The episode originally aired on April 12, 2024.

On social media, Dawn provided a "full explanation" as to why she selected to lip-sync against Amanda Tori Meating.

== Reception and impact ==
Stephen Daw ranked "Damaged" number 16, "This Time I Know It's for Real" number 11, "The Shoop Shoop Song" number 10, "We Got the Beat" number 6, and "Gonna Make You Sweat (Everybody Dance Now)" number 4 in Billboard's list of the season's lip-sync performances.
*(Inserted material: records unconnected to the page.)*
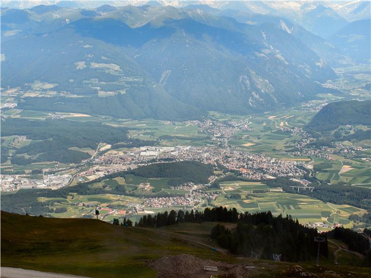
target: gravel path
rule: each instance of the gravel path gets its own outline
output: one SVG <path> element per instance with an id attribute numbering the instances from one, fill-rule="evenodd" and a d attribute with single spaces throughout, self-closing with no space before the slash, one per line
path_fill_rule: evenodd
<path id="1" fill-rule="evenodd" d="M 67 274 L 53 272 L 43 272 L 13 267 L 2 267 L 1 278 L 83 278 L 82 276 L 75 276 Z"/>

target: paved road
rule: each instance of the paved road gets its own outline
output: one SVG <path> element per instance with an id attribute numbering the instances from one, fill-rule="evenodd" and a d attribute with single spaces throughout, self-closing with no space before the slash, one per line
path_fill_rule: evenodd
<path id="1" fill-rule="evenodd" d="M 53 272 L 43 272 L 13 267 L 2 267 L 1 278 L 84 278 L 82 276 L 75 276 L 67 274 Z"/>

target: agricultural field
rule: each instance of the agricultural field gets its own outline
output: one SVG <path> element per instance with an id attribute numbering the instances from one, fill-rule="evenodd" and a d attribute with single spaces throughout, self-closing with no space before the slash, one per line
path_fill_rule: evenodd
<path id="1" fill-rule="evenodd" d="M 348 218 L 351 214 L 363 214 L 366 210 L 347 205 L 326 203 L 315 199 L 284 192 L 259 193 L 267 190 L 260 182 L 232 181 L 222 182 L 221 188 L 225 194 L 219 196 L 213 205 L 235 207 L 240 212 L 253 212 L 270 210 L 274 215 L 291 215 L 299 223 L 335 223 L 352 227 Z M 255 193 L 253 193 L 255 191 Z"/>
<path id="2" fill-rule="evenodd" d="M 371 186 L 370 164 L 360 159 L 345 159 L 332 155 L 333 161 L 315 158 L 313 163 L 315 176 L 331 184 L 339 182 L 360 186 Z"/>

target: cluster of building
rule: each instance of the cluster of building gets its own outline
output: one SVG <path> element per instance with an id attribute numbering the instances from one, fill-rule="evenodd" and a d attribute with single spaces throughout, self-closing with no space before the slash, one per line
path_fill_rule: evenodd
<path id="1" fill-rule="evenodd" d="M 355 156 L 358 156 L 357 152 L 358 151 L 366 150 L 366 149 L 362 147 L 349 146 L 348 145 L 343 145 L 343 144 L 336 144 L 335 146 L 336 148 L 332 150 L 332 152 L 334 154 L 347 158 L 353 158 Z"/>
<path id="2" fill-rule="evenodd" d="M 125 171 L 128 169 L 127 166 L 114 165 L 113 166 L 96 165 L 86 171 L 80 172 L 76 174 L 76 179 L 80 182 L 93 180 L 100 177 L 104 177 L 113 173 Z"/>
<path id="3" fill-rule="evenodd" d="M 15 191 L 19 189 L 48 188 L 58 189 L 67 186 L 71 175 L 47 175 L 42 179 L 22 177 L 19 175 L 0 175 L 2 191 Z"/>
<path id="4" fill-rule="evenodd" d="M 318 103 L 318 100 L 312 100 L 301 104 L 301 107 L 304 111 L 318 112 L 328 103 L 327 102 Z"/>
<path id="5" fill-rule="evenodd" d="M 170 207 L 173 206 L 194 206 L 198 199 L 191 196 L 164 197 L 158 198 L 148 198 L 146 199 L 143 205 L 149 207 Z"/>
<path id="6" fill-rule="evenodd" d="M 305 226 L 310 228 L 324 228 L 326 229 L 335 229 L 336 227 L 343 227 L 343 224 L 339 223 L 334 223 L 333 224 L 327 224 L 325 222 L 315 222 L 314 223 L 305 223 Z"/>
<path id="7" fill-rule="evenodd" d="M 143 155 L 145 154 L 144 155 Z M 213 146 L 141 147 L 129 153 L 107 154 L 96 158 L 94 163 L 138 166 L 153 161 L 195 160 L 205 164 L 222 165 L 240 171 L 245 177 L 254 179 L 271 177 L 300 176 L 304 171 L 297 167 L 302 162 L 280 160 L 264 155 L 232 148 Z"/>
<path id="8" fill-rule="evenodd" d="M 14 108 L 17 107 L 17 104 L 12 102 L 3 102 L 0 104 L 0 108 Z"/>

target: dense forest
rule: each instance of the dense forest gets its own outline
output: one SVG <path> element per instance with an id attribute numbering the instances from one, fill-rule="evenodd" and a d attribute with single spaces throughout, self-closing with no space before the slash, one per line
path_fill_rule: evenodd
<path id="1" fill-rule="evenodd" d="M 208 177 L 213 174 L 210 165 L 197 161 L 182 161 L 154 163 L 133 170 L 137 176 L 147 178 L 172 178 L 169 185 L 175 186 L 184 182 L 207 183 Z"/>
<path id="2" fill-rule="evenodd" d="M 360 124 L 370 125 L 370 101 L 344 101 L 329 103 L 320 111 L 305 126 L 311 132 L 336 129 L 339 126 Z"/>
<path id="3" fill-rule="evenodd" d="M 11 118 L 2 123 L 2 136 L 26 136 L 28 139 L 38 141 L 17 149 L 11 161 L 12 163 L 18 165 L 42 161 L 77 163 L 90 156 L 86 152 L 69 149 L 69 148 L 77 147 L 95 149 L 101 142 L 112 145 L 126 142 L 128 141 L 127 134 L 125 129 L 114 128 L 95 121 L 79 122 L 64 119 L 33 120 Z M 7 149 L 4 148 L 4 158 L 2 155 L 3 162 L 6 161 L 8 156 Z M 25 158 L 19 155 L 22 154 L 35 157 Z"/>
<path id="4" fill-rule="evenodd" d="M 282 254 L 282 260 L 298 261 L 314 258 L 318 236 L 316 229 L 306 228 L 291 217 L 274 217 L 270 211 L 238 213 L 235 208 L 219 207 L 205 208 L 203 211 L 172 210 L 152 216 L 142 217 L 136 226 L 158 227 L 182 222 L 218 222 L 238 223 L 233 231 L 218 224 L 212 229 L 210 237 L 218 244 L 236 255 L 250 256 L 251 252 L 260 258 L 271 259 L 272 254 Z M 323 243 L 322 254 L 327 255 L 327 242 Z"/>

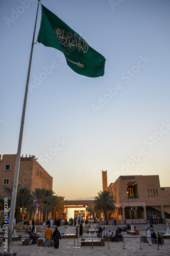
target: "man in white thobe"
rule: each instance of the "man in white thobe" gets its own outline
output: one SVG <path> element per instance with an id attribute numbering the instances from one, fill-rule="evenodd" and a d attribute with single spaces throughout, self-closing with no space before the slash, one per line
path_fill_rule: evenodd
<path id="1" fill-rule="evenodd" d="M 52 219 L 52 218 L 50 219 L 50 227 L 53 227 L 53 219 Z"/>
<path id="2" fill-rule="evenodd" d="M 151 241 L 151 231 L 148 228 L 147 228 L 146 229 L 147 233 L 147 241 L 149 243 L 149 245 L 151 245 L 152 244 L 152 242 Z"/>

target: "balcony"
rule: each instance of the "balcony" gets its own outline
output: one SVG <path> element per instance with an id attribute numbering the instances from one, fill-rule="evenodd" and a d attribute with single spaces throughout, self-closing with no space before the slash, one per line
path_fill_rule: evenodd
<path id="1" fill-rule="evenodd" d="M 139 194 L 128 194 L 128 199 L 135 199 L 136 198 L 139 198 Z"/>

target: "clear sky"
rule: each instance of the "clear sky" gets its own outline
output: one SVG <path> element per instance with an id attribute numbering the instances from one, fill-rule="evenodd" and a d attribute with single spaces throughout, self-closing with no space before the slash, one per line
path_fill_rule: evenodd
<path id="1" fill-rule="evenodd" d="M 36 156 L 65 199 L 96 196 L 102 170 L 108 185 L 159 175 L 170 186 L 170 1 L 41 3 L 105 57 L 105 73 L 79 75 L 62 53 L 35 44 L 22 154 Z M 0 2 L 2 155 L 17 153 L 37 7 Z M 40 19 L 40 6 L 36 38 Z"/>

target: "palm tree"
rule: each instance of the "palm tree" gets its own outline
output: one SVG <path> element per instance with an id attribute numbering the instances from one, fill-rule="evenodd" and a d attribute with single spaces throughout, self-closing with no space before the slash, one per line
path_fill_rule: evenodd
<path id="1" fill-rule="evenodd" d="M 30 200 L 30 204 L 27 207 L 29 210 L 32 209 L 34 212 L 38 208 L 38 222 L 40 221 L 40 215 L 42 211 L 50 212 L 52 211 L 52 206 L 55 204 L 55 196 L 52 189 L 45 188 L 35 188 L 35 191 L 32 191 L 33 196 Z"/>
<path id="2" fill-rule="evenodd" d="M 55 204 L 55 217 L 56 216 L 56 214 L 58 212 L 60 214 L 60 216 L 61 217 L 62 212 L 64 210 L 64 197 L 62 197 L 61 196 L 59 196 L 58 195 L 56 196 L 56 202 Z"/>
<path id="3" fill-rule="evenodd" d="M 105 215 L 105 220 L 108 224 L 107 211 L 113 210 L 115 209 L 113 197 L 109 191 L 100 191 L 98 196 L 94 198 L 94 209 L 96 211 L 103 211 Z"/>
<path id="4" fill-rule="evenodd" d="M 5 187 L 4 191 L 8 195 L 9 205 L 11 206 L 11 201 L 12 194 L 12 187 Z M 30 198 L 30 190 L 26 187 L 21 187 L 19 184 L 17 187 L 17 192 L 16 200 L 16 208 L 17 208 L 17 221 L 19 221 L 20 211 L 21 207 L 26 207 L 28 201 Z"/>
<path id="5" fill-rule="evenodd" d="M 16 208 L 17 208 L 17 222 L 19 221 L 21 208 L 26 208 L 31 196 L 29 189 L 26 187 L 22 187 L 18 185 L 16 200 Z"/>

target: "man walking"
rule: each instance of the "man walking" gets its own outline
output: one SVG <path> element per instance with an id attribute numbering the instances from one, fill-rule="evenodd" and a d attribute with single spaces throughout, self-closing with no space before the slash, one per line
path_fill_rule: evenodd
<path id="1" fill-rule="evenodd" d="M 159 232 L 158 232 L 158 234 L 157 234 L 157 238 L 158 238 L 158 245 L 159 245 L 159 244 L 160 243 L 160 244 L 161 245 L 162 245 L 162 241 L 161 241 L 161 237 L 160 237 L 160 234 L 159 233 Z"/>
<path id="2" fill-rule="evenodd" d="M 50 228 L 50 225 L 48 225 L 48 228 L 46 229 L 45 232 L 44 238 L 45 240 L 45 247 L 46 246 L 46 243 L 48 242 L 48 247 L 50 246 L 51 240 L 52 236 L 52 229 Z"/>
<path id="3" fill-rule="evenodd" d="M 151 241 L 151 233 L 150 230 L 148 229 L 148 228 L 147 228 L 146 229 L 147 232 L 147 240 L 149 243 L 149 245 L 151 245 L 152 244 L 152 241 Z"/>

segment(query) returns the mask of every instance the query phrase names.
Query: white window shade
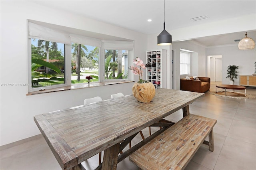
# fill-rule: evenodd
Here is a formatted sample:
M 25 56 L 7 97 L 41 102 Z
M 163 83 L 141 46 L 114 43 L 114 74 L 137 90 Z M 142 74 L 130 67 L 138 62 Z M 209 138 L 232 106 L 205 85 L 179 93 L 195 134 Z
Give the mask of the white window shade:
M 133 49 L 133 42 L 122 41 L 102 40 L 105 49 L 126 49 L 132 50 Z
M 72 42 L 94 47 L 101 46 L 100 40 L 75 34 L 70 34 L 70 36 Z
M 28 38 L 71 44 L 69 34 L 28 22 Z

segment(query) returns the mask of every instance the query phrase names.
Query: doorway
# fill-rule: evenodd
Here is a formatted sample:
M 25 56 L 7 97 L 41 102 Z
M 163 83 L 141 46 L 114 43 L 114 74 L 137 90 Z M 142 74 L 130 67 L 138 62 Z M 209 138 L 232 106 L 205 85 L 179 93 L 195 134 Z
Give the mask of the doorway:
M 211 78 L 211 81 L 222 81 L 222 55 L 208 55 L 207 57 L 208 76 Z

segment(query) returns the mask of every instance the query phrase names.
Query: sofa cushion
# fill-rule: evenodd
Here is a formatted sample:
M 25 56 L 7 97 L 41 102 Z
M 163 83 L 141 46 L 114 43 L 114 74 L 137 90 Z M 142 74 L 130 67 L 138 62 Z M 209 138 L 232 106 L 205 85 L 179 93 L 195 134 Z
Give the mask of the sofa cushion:
M 198 78 L 198 77 L 197 77 L 196 75 L 193 76 L 193 78 L 194 79 L 194 80 L 199 80 L 199 78 Z

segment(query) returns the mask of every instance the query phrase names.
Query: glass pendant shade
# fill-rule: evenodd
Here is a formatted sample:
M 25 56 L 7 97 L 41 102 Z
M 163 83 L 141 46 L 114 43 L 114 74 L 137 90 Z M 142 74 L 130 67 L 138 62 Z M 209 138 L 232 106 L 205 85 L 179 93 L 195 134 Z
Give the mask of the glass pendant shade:
M 247 37 L 247 33 L 245 34 L 245 38 L 242 39 L 238 43 L 239 49 L 252 49 L 254 48 L 254 41 L 249 37 Z

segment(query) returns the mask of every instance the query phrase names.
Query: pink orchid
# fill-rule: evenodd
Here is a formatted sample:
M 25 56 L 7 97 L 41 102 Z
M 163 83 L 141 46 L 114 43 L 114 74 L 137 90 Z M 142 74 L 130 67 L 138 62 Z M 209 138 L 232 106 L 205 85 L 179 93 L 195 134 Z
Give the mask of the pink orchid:
M 142 70 L 141 69 L 146 68 L 146 67 L 145 67 L 145 65 L 143 64 L 143 61 L 140 59 L 140 58 L 137 57 L 135 59 L 133 60 L 133 63 L 135 64 L 136 65 L 139 66 L 140 68 L 132 65 L 128 68 L 129 69 L 132 71 L 132 73 L 133 73 L 134 75 L 138 75 L 139 81 L 138 81 L 138 83 L 143 83 L 146 82 L 147 81 L 144 81 L 142 79 L 142 73 L 143 73 L 143 72 Z M 140 79 L 141 76 L 142 79 Z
He said of "Damaged": "while Dawn's wounded, emotional performance certainly stirred our hearts, our eyes remained fixed on Amanda Tori Meating from start to finish. Showing off her fluid floor work and high-class hairography, Amanda turned Dawn into a sunset by the time this lip sync was over." Daw wrote about "This Time": "While Mirage occasionally stumbled, trying to find her footing in this mid-tempo disco song, Morphine rose to the challenge. Serving up pure sex appeal and leaning hard into the romantic angle of the track, the Miami queen handily earned her spot in the final lip sync of the Lalaparuza." He said of "We Got the Beat":
While Mhi'ya’s usual tactics of splits and flips certainly served her well throughout the number, Megami saw them coming — so much so that she literally predicted one of Mhi'ya's drops in the middle of the song, much to the audience's delight. The Brooklyn queen's mix of genuinely good dance moves, high-comedy performance and perfectly-timed tactics against a lip-sync assassin resulted in a well-deserved win, sending one of the biggest threats of the episode back to the work room".

Former contestant Yvie Oddly praised Megami for her performances in the episode. Yvie Oddly also disagreed with Mh'iya Iman Le'Paige being declared the winner of the three-way lip-sync, preferring Plasma's performance to the others. The song "What About" saw a 273.7 percent increase in streams after the episode aired.